Anyway, on to the steps. To start out, depending on the size of your databases and your connection speed, you’ll need to decide whether to export the data from your non-encrypted database onto a machine external to AWS (such as your own developer/administration machine wherever you are), OR export it onto an EC2 instance in AWS. If your databases are relatively small in size (and non-numerous) or you just have a ton of bandwidth, you can decide to download all the data onto your own machine. Otherwise I’d recommend you create an EC2 instance in AWS if you don’t have one already, and use that to temporarily act as the machine to export data to, and import data from.

We used a Linux EC2 machine so I’ll focus on that. First of all, you want to make sure that the EC2 machine has an encrypted volume attached to it. This ensures that the data you export doesn’t end up on a non-encrypted disk in AWS (so as not to violate any security rules or policies for your data). At the time of writing this blog entry, EC2 machine root volumes cannot be encrypted, but you can attach encrypted volumes to them. In summary, from the AWS web console, in the EC2 console, you can create an encrypted volume and attach it to your EC2 machine. Then log on to your machine, format the volume, and mount it. I’m sure there are various guides out there for this, so I won’t focus on the nitty gritty.

ssh into your Linux EC2 instance and ensure that mysql client is installed by typing in the “mysql” command. If not, try “yum install mysql” to install it. Next, if you have security group (firewall) rules applied to your RDS instances, make sure that the EC2 machine can connect to the databases (add the IP for the EC2 machine to your RDS security group(s)). Ensure you can connect to your database by typing in the following command: mysql -u (username) -p –host=(database hostname)

You will probably want to create the new encrypted databases in RDS ahead of time from the actual scheduled “maintenance” with your users, so that there is minimal downtime during the actual maintenance window. So assuming your encrypted databases are created and ready, you’re in the maintenance window and are ready to migrate, and have taken your live applications offline, you can begin exporting data from each database.
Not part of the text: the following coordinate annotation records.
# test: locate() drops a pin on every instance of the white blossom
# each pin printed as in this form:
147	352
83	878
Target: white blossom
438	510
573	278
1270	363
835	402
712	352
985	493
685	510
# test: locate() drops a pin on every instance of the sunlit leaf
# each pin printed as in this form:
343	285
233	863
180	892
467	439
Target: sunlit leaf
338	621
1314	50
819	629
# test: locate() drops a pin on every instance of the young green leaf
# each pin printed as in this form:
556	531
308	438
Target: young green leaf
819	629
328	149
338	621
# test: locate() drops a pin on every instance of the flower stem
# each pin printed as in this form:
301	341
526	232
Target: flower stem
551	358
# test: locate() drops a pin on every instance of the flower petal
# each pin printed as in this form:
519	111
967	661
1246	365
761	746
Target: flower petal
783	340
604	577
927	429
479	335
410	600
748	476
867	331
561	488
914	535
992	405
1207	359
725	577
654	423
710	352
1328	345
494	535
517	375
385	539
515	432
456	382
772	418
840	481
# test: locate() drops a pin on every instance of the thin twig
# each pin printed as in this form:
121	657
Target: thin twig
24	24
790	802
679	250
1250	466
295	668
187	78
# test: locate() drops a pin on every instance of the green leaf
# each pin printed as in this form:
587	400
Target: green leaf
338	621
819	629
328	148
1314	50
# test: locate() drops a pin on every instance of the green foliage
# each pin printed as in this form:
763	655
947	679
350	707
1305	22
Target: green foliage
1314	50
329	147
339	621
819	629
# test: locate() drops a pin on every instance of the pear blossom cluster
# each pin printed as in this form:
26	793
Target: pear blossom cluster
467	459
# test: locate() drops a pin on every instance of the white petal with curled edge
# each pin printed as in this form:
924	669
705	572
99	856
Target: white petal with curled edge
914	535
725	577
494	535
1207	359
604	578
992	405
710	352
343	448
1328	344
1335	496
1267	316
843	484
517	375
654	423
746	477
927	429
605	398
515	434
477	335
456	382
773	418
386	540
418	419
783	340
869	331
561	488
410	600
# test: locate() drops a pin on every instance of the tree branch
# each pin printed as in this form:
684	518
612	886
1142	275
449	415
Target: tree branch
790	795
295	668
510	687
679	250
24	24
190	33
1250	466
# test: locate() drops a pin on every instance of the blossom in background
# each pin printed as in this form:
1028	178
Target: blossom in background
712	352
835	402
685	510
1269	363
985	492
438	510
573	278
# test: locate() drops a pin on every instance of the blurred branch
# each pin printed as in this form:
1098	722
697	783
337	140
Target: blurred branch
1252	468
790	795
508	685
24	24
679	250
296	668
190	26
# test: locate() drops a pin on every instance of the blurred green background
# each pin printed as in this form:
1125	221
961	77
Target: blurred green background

Now you’re finally ready to export the data from the database. Connect to the EC2 linux machine and cd to the directory the encrypted volume is mounted on. Type in the following command to dump the database from the old non-encrypted MySQL RDS instance:

mysqldump –opt –events –routines –triggers –user=(username)-p –host=(hostname) (database name) > (database name).sql

Of course you’ll want to replace the username, hostname, and database names (everything in parenthesis) with real values. You will be prompted for the password. This command includes everything you’ll need from your old database. More information, or if you want to include multiple databases from the same MySQL server, can be found here on the mysqldump command: http://dev.mysql.com/doc/refman/5.7/en/mysqldump.html

Then to import the data into your new encrypted database, use the following command:

mysql –user=(user) -p –host=(hostname) -e “drop database if exists (database name); create database (database name); use (database name); source (database name).sql;”

Note that the export is usually very fast, but the import is slower. Also note that if you changed the username from what it was in the old database, you’ll need to modify all instances of the username in the .sql file dumped from mysql dump. In order to accomplish that, try this sed command:

sed -i “s/\`(old username)\`@\`%\`/CURRENT_USER/g” (database name).sql

Lastly, after the export and import are finished, update the hostnames of the old databases with the new ones in all your applications. Try out your applications to ensure your new databases are being queried. And once everything checks out, at this point you are ready to update your live applications and put them back online!